Et pour Dutronc, pas d’outrage au ministre, mais aux bonnes mœurs. Flute magique. « les travestis vont se raser, les stripteaseuses vont se rhabiller » ! J’aurais dû y penser, pas d’excuse. Paris s’éveille. C’est quasiment ma première chanson ! J’avais dans les dix ans. Dans un troquet, en descendant du train de nuit à Montparnasse, en compagnie de mon papa. Cinq ou sept heures du mat environ ! L’aventure du voyage en train. Debout au bar, entre hommes, le café, les croissants chauds, et cette musique, ces paroles, cette voix, cette flute.
J’étais mûr pour la chanson. Après sont venus Brassens, Moustaki, le Forestier, Barbara, etc.
Je suppose que ce brave curé n’aurait pas non-plus été d’accord pour Jojo. Et pourtant. En l’écoutant, j’ai pensé à « Mais les hommes d’église hélas ne sont pas tous des dégueulasses. » ! Il y a des curés bien singuliers ! Le père Dubos m’a fait rigoler, alors je lui en veux pas. Il a une conception en béton de la séparation de l’état et de l’église. Il a dit ceci : « Qu’est-ce qu’un maire dirait si pendant une cérémonie de mariage on chantait un Ave Maria ? » Moi, ça m’embêterait pas. Ave Maria a été une source constante d’inspiration musicale. Poétique aussi.
La lamentation sur les souffrances du monde, la compassion, le désir que la joie l’emporte sur le meurtre, la beauté sur la terreur, la nature sur la technique, tout ça c’est laïc. Monsieur le curé, vous n’avez pas le monopole du bien et de l’amour. Si Gounod me fait pleurer, Dutronc et Renaud aussi. Aussi, ils me font rire .
Bach - Gounod, sans chant, à la trompette
Sur les deux derniers, il n'y a pas de paroles, lisez donc ceci en même temps :
Chanson de la mère-Dieu
Mon Dieu, qui dormez, faible entre mes bras,
Mon enfant tout chaud sur mon coeur qui bat,
J’adore en mes mains et berce étonnée,
La merveille, ô Dieu, que m’avez donnée.
De fils, ô mon Dieu, je n’en avais pas.
Vierge que je suis, en cet humble état,
Quelle joie en fleur de moi serait née ?
Mais vous, Tout-Puissant, me l’avez donnée.

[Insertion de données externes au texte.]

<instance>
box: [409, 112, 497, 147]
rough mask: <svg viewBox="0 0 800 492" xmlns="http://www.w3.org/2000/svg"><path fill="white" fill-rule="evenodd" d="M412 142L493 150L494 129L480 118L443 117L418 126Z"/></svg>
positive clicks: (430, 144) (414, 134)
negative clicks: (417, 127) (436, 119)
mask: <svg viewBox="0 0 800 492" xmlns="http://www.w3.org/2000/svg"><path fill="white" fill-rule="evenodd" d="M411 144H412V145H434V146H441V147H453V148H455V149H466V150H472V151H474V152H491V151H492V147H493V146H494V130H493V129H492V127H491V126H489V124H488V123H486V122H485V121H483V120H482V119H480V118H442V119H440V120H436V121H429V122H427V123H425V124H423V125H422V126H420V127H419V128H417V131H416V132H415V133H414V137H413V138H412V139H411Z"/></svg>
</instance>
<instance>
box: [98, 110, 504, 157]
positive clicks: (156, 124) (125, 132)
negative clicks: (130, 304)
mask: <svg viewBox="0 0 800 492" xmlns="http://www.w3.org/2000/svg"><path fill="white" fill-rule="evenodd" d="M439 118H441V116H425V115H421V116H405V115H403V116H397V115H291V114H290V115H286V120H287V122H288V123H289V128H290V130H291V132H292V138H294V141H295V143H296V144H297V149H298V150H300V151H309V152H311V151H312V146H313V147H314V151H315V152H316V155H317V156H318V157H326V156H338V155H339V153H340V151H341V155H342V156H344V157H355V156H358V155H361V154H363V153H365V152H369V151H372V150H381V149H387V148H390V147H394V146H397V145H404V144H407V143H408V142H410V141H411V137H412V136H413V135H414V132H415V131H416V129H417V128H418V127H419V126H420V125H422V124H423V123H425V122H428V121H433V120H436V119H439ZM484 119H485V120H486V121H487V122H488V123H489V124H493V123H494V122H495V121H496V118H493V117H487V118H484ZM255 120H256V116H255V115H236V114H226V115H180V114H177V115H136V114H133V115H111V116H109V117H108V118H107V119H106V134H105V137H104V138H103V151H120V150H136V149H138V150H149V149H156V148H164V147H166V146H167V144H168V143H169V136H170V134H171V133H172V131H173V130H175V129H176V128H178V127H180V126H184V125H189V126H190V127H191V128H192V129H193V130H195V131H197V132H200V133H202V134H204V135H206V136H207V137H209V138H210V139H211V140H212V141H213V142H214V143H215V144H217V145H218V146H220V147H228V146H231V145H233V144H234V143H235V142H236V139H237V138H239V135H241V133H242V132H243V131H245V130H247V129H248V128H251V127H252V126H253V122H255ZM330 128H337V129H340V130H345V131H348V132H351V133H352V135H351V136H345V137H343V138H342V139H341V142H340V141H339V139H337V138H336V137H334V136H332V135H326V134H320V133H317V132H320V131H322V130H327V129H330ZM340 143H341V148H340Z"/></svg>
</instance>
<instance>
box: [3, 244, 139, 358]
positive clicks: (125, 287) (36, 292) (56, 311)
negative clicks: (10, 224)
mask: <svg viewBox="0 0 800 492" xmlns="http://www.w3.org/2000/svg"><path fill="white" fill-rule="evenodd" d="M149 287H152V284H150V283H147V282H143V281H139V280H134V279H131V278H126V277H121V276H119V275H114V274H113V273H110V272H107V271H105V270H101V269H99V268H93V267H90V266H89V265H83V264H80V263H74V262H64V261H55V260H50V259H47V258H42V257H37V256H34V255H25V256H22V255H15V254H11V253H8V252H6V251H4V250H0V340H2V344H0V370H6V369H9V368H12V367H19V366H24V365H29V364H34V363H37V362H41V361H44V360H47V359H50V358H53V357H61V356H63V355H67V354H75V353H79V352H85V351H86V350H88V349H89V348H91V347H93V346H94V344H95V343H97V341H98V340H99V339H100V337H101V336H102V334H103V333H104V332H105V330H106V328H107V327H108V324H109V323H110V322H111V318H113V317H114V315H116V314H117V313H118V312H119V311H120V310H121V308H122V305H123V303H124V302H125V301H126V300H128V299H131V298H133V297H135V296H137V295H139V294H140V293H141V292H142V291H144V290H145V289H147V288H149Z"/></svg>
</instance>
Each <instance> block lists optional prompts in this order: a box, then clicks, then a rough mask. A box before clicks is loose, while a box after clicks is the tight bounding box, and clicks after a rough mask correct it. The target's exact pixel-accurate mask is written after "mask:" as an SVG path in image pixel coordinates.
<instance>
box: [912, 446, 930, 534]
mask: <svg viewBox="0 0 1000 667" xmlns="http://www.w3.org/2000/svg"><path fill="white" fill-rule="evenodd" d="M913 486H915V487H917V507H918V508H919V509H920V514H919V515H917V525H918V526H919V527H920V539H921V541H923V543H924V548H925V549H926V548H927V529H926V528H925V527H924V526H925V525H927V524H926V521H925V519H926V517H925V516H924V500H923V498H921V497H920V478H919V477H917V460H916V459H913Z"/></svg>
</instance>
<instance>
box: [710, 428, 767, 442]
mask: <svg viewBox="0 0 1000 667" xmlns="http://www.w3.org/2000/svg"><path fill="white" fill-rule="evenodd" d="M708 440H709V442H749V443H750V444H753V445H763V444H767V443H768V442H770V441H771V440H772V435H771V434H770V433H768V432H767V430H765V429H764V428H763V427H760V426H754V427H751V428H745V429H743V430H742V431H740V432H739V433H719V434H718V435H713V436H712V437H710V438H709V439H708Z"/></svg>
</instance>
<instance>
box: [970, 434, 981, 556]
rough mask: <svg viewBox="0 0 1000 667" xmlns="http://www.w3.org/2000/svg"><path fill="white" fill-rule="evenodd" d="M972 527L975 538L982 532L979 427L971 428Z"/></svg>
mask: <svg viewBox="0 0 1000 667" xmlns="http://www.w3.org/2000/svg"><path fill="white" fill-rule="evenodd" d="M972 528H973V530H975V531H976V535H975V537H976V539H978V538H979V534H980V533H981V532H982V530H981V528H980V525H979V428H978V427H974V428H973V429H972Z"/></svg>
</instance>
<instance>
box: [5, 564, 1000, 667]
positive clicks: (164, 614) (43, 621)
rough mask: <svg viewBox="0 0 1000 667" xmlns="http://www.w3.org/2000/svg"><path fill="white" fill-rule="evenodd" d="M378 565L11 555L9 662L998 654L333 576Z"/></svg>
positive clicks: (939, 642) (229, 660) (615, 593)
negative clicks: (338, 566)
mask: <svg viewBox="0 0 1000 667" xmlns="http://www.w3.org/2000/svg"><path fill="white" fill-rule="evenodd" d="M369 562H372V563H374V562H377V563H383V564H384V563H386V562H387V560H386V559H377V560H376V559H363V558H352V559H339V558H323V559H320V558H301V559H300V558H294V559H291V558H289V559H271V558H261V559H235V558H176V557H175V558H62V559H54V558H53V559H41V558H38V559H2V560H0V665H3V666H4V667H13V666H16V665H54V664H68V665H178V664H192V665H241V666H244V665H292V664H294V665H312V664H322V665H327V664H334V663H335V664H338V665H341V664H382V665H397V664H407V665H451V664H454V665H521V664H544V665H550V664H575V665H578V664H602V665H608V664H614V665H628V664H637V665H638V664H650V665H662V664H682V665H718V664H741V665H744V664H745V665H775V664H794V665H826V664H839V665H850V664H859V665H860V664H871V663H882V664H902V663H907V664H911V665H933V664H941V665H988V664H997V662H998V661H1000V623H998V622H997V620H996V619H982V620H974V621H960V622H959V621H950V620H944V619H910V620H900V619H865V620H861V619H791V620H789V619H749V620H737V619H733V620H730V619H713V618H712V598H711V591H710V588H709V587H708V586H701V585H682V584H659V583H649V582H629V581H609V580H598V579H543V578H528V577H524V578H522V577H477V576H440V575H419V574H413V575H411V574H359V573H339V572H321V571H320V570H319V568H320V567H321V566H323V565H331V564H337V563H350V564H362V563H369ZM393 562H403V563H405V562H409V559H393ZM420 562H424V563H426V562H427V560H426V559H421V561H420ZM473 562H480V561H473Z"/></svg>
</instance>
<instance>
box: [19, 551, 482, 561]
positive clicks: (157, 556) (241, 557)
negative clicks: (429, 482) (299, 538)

Que rendrais-je à vous, moi sur qui tomba
Votre grâce ? ô Dieu, je souris tout bas
Car j’avais aussi, petite et bornée,
J’avais une grâce et vous l’ai donnée.
De bouche, ô mon Dieu, vous n’en aviez pas
Pour parler aux gens perdus d’ici-bas…
Ta bouche de lait vers mon sein tournée,
O mon fils, c’est moi qui te l’ai donnée.
De main, ô mon Dieu, vous n’en aviez pas
Pour guérir du doigt leurs pauvres corps las…
Ta main, bouton clos, rose encore gênée,
O mon fils, c’est moi qui te l’ai donnée.
De chair, ô mon Dieu, vous n’en aviez pas
Pour rompre avec eux le pain du repas…
Ta chair au printemps de moi façonnée,
O mon fils, c’est moi qui te l’ai donnée.
De mort, ô mon Dieu, vous n’en aviez pas
Pour sauver le monde… O douleur ! là-bas,
Ta mort d’homme, un soir, noir, abandonnée,
Mon petit, c’est moi qui te l’ai donnée.